Data Ingestion

The high level view of how data gets ingested into Data Workspace

Data Workspace is essentially an interface to a PostgreSQL database, referred to as the datasets database. Technical users can access specific tables in the datasets database directly, but there is a concept of “datasets” on top of this direct access. Each dataset has its own page in the user-facing data catalogue that has features for non-technical users.

Conceptually, there are 3 different types of datasets in Data Workspace: source datasets, reference datasets, and data cuts. Metadata for the 3 dataset types is controlled through a single administration interface, but how data is ingested into these depends on the dataset.

In addition to the structured data exposed in the catalogue, data can be uploaded by users on an ad-hoc basis, treated by Data Workspace as binary blobs.

Dataset metadata

Data Workspace is a Django application, with a staff-facing administration interface, usually refered to as Django admin.

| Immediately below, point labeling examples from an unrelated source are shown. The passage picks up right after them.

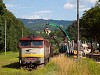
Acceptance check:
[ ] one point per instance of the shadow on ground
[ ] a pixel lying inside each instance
(12, 65)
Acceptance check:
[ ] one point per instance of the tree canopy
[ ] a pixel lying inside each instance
(14, 29)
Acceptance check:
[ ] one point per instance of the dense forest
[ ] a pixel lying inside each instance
(14, 29)
(89, 26)
(39, 24)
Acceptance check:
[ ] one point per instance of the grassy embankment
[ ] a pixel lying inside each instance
(57, 66)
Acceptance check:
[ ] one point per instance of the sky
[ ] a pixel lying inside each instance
(48, 9)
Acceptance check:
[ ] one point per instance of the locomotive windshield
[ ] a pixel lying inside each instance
(25, 43)
(37, 43)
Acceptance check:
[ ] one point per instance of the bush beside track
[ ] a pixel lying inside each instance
(58, 65)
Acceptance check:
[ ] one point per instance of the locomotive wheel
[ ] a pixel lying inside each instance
(46, 61)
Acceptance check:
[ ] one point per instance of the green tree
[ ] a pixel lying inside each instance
(14, 29)
(90, 23)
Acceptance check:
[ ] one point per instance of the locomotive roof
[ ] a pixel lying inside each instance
(31, 38)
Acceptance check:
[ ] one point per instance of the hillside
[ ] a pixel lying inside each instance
(14, 29)
(39, 24)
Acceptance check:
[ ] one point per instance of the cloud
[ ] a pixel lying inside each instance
(43, 12)
(31, 17)
(69, 6)
(93, 1)
(9, 5)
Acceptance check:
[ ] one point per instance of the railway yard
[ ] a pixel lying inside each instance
(58, 65)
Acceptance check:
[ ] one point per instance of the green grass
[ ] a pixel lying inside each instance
(59, 65)
(9, 66)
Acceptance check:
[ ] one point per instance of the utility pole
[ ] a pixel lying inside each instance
(22, 31)
(78, 28)
(5, 35)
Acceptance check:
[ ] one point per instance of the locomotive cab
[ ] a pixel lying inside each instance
(33, 51)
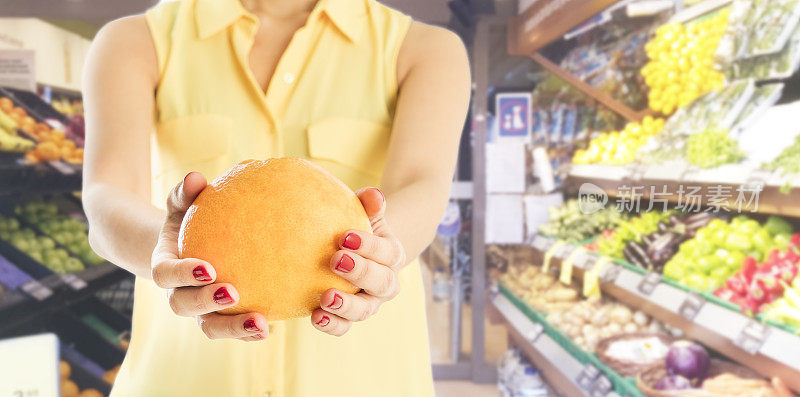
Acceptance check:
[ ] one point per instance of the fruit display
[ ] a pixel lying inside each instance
(655, 249)
(718, 250)
(681, 66)
(40, 248)
(633, 229)
(68, 107)
(111, 375)
(788, 162)
(786, 309)
(757, 285)
(715, 111)
(619, 147)
(712, 148)
(52, 144)
(70, 233)
(70, 388)
(570, 224)
(10, 141)
(309, 204)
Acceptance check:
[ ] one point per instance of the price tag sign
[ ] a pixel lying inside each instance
(610, 273)
(73, 281)
(691, 305)
(601, 387)
(752, 337)
(534, 333)
(548, 256)
(587, 376)
(36, 290)
(649, 283)
(62, 167)
(565, 251)
(541, 243)
(29, 366)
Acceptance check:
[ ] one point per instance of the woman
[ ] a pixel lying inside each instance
(190, 88)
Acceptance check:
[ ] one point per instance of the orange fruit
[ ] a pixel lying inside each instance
(69, 389)
(6, 104)
(270, 228)
(91, 393)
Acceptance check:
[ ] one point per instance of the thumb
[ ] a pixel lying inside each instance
(373, 201)
(183, 195)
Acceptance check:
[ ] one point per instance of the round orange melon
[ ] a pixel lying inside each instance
(270, 229)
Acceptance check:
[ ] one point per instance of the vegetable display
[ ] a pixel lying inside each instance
(568, 223)
(712, 148)
(619, 147)
(717, 251)
(632, 230)
(655, 249)
(687, 359)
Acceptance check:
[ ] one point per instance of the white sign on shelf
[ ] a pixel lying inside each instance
(504, 220)
(514, 115)
(505, 167)
(18, 69)
(29, 366)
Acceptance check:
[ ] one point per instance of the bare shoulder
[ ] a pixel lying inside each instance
(431, 46)
(125, 41)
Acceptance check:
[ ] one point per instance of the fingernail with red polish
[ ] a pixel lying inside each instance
(351, 241)
(250, 326)
(201, 274)
(323, 321)
(223, 297)
(337, 302)
(345, 264)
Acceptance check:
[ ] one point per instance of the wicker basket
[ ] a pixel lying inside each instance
(627, 368)
(647, 379)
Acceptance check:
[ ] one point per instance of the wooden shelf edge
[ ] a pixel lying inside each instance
(605, 99)
(554, 377)
(760, 363)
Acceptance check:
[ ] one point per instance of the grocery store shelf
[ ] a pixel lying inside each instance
(670, 177)
(18, 308)
(558, 367)
(614, 105)
(698, 10)
(42, 178)
(768, 350)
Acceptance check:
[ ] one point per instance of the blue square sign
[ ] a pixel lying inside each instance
(514, 114)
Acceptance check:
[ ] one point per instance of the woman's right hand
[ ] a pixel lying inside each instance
(190, 281)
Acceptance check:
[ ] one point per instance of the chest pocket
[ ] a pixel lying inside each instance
(359, 145)
(193, 143)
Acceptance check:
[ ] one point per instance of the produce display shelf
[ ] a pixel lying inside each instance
(560, 368)
(44, 178)
(669, 178)
(769, 350)
(18, 308)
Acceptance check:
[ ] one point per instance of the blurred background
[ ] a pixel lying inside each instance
(626, 180)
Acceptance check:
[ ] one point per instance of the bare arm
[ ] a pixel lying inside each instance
(434, 77)
(433, 73)
(120, 78)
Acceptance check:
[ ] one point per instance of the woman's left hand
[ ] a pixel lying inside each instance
(371, 261)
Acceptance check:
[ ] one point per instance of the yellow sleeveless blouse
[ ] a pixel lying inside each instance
(331, 100)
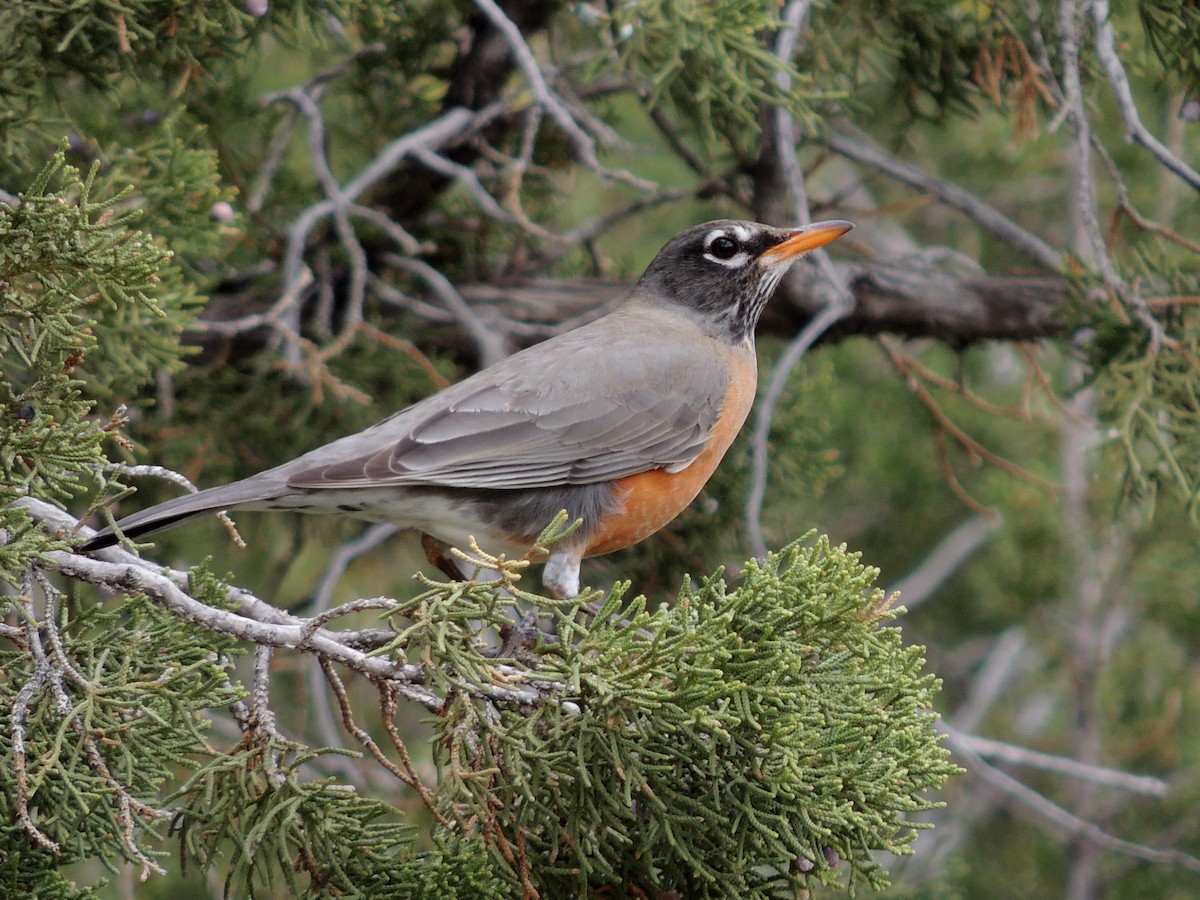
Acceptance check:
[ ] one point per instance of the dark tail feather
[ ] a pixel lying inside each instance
(172, 513)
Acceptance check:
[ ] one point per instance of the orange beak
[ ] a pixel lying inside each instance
(805, 239)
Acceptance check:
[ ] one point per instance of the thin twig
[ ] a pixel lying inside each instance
(859, 150)
(1146, 785)
(1107, 52)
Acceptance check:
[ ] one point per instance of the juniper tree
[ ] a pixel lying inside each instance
(271, 223)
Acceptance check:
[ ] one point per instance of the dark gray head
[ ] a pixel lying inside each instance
(725, 271)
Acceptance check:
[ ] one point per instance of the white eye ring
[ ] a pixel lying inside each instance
(736, 237)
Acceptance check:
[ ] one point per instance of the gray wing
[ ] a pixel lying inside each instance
(539, 420)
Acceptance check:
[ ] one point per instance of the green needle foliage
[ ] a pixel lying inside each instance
(732, 745)
(85, 300)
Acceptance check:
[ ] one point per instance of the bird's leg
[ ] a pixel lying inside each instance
(438, 553)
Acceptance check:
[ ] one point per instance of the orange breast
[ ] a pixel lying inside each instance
(651, 499)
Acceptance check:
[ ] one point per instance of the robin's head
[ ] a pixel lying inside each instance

Metadata for of each the 3 types of dataset is managed within Django admin.

Source datasets

A source dataset is the core Data Workspace dataset type. It is made up of one or more tables in the PostgreSQL datasets database. Typically a source dataset would be updated frequently.

However, ingesting into these tables is not handled by the Data Workspace project itself. There are many ways to ingest data into PostgreSQL tables. The Department for Business and Trade uses Airflow to handle ingestion using a combination of Python and SQL code.

The Airflow pipelines used by The Department for Business and Trade to ingest data are not open source. Some parts of Data Workspace relating to this ingestion depend on this closed source code.

Reference datasets

Reference datasets are datasets usually used to classify or contextualise other datasets, and are expected to not change frequently. “UK bank holidays” or “ISO country codes” could be reference datasets.

The structure and data of reference datasets can be completely controlled through Django admin.

Data cuts

Data isn’t ingested into data cuts directly. Instead, data cuts are defined by SQL queries entered into Django admin that run dynamically, querying from source and reference datasets. As such they update as frequently as the data they query from updates.

A datacut could filter a larger source dataset for a specific country, calculate aggregate statistics, join multiple source datasets together, join a source dataset with a reference dataset, or a combination of these.

Ad-hoc binary blobs

Each user is able to upload binary blobs in ad-hoc cases to their own private prefix in an S3 bucket, as well to any authorized team prefixes. Read and write access to these prefixes is by 3 mechanisms:

Through a custom React-based S3 browser built into the Data Workspace Django application.
From tools using the S3 API or S3 SDKs, for example boto3.
Certain parts of each user’s prefix are automatically synced to and from the local filesystem in on-demand tools they launch. This gives users the illusion of a permanent filesystem in their tools, even though the tools are ephermeral.